As pointed out in this blog and elsewhere, an open border arrangement with Turkey is a big win for Armenia. It would open up trade routes and give Armenia access to ports other than those in Georgia. Increased economic activity would also, finally, provide support to all the economic and social development assistance programs that have been operating in Armenia since independence.

Yerevan will, of course, need to shrug off all the California Armenian patriots who comfortably oppose from their air-conditioned homes any dealings with Americas largest ally in the middle east - and a democratic one at that - unless Turkey agrees to refer to the death and destruction of Armenians and their villages during the waning days of the Ottomon Empire as a genocide. This will never happen and the Turkish proposal to set up a commission to study the period is the next best step.

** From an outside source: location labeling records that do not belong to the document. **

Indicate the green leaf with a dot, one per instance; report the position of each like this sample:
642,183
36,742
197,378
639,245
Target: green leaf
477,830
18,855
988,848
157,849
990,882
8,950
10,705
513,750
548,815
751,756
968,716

Let's understand a couple of things. Ottomon policy was to punish independence minded Armenians for joining with the Russian Empire during World War I. This was official policy carried out to the extreme by units in the field resulting in the death of perhaps over 1.5 million ethnic Armenians. For Armenia itself, it is clearly important for Turkey to recognize the atrocities committed by Ottomon officers and soldiers on orders from Constantinople. If Turkey can find a way to do so, and if Armenia ultimately understands that their isolation and geographic position will keep the country poverty-stricken, at war with its neighbors and dependent on Russia, then a compromise will be reached.

In the meantime, the diaspora in their comfortable homes and relatively easy lives should keep to themselves and let those on the front lines resolve their differences.